See related  Making Your Sale a Masterpiece

Getting Leads That Matter

The three kinds of lead opportunities for sales come from either owned content (on your website), paid content (others are compensated to promote) or earned content (others promote you because they find value in what you do for their audience). Obviously, earned content is best, but it won’t happen unless and until you have done a great job with your owned content first.

So how do you do that? This month’s Trends article addresses this topic, so be sure to read it, too. Long story short, your targeted content is far more valuable than your product’s list of new features and benefits. To shift from the mindset of getting ‘more leads’ to one of getting ‘better leads’ it is important to understand the position of your brand as being focused on solving problems and creating opportunities for them.

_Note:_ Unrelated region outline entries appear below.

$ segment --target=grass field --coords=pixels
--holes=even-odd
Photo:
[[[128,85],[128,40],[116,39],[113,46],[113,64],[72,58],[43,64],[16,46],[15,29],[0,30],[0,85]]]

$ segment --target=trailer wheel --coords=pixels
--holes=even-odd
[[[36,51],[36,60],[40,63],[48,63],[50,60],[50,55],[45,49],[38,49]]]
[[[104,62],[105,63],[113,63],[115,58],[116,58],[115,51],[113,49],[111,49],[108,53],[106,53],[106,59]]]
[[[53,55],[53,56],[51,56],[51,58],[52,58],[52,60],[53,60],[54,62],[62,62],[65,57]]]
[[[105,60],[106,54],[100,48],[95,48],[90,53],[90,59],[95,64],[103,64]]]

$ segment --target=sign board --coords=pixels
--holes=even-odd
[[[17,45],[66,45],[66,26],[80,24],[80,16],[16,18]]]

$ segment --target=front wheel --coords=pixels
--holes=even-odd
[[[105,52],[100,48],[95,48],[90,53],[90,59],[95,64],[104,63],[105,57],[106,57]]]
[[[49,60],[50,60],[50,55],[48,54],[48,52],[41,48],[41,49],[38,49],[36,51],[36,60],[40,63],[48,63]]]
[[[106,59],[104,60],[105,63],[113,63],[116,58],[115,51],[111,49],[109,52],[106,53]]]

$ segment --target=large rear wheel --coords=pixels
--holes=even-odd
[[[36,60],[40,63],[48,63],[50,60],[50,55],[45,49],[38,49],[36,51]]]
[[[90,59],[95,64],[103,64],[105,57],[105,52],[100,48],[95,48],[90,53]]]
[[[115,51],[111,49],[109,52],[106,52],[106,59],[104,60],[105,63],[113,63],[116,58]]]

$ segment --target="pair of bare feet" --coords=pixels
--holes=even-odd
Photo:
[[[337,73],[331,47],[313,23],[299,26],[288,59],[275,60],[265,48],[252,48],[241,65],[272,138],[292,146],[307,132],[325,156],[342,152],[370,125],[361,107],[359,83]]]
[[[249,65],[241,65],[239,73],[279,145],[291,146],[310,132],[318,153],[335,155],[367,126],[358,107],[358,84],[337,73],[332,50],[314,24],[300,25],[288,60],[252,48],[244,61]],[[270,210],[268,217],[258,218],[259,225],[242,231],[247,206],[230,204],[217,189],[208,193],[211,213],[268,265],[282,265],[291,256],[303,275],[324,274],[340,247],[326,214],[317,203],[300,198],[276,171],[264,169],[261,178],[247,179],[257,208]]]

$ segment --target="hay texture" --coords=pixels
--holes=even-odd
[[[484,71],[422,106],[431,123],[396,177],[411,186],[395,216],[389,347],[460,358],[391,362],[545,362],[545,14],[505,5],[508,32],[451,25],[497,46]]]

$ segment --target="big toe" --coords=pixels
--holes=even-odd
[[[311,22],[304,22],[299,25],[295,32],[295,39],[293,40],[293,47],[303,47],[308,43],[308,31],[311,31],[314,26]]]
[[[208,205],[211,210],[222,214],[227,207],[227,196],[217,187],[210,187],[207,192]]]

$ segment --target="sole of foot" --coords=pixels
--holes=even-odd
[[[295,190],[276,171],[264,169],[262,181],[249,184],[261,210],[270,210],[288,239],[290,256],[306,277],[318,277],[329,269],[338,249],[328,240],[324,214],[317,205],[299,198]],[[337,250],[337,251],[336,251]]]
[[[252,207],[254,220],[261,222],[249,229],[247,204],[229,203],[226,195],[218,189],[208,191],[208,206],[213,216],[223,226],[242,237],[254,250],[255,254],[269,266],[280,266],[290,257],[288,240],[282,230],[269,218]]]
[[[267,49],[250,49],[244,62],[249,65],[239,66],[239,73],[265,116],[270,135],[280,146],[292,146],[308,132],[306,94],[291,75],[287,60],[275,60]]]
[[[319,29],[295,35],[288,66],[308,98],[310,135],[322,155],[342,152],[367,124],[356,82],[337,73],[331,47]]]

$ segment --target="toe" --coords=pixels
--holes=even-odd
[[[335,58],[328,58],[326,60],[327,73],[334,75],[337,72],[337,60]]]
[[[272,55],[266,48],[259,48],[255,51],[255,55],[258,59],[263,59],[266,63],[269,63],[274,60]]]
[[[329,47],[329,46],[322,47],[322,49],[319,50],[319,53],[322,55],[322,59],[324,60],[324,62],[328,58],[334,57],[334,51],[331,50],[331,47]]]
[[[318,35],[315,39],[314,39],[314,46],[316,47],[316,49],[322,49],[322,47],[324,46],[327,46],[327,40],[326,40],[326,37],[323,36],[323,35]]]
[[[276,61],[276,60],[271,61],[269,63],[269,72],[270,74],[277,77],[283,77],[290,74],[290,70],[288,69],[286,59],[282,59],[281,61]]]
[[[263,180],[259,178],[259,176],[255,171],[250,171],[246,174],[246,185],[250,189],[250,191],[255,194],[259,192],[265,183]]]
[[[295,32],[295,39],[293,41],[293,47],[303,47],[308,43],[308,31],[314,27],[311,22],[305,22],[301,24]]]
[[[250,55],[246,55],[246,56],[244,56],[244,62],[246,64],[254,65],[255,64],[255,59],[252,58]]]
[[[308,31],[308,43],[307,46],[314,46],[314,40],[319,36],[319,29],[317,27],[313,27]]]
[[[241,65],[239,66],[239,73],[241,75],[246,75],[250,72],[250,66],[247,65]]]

If your product marketing talks about you more than it talks about the potential client’s viewpoint, you’re already behind the curve.

In the world of marketing, we want to see a greater emphasis on engagement than on reaching a bigger audience. Engagement, therefore, is about how involved people are with the content you create and promote to specific, targeted audiences. The easiest and best metric for engagement are the conversions from your call-to-actions. A million visitors to your product’s page are worth very little if you get zero conversions.

Don’t boil the content ocean in the hopes of finding leads. Instead, measure to track what’s working and what’s not, and apply your learning to ensure that each piece of new content you create is just a little more targeted and specific than your last. Do this with great consistency, and you’ll create a lot of owned content, which is great call-to-action link for paid content and, hopefully, earned content.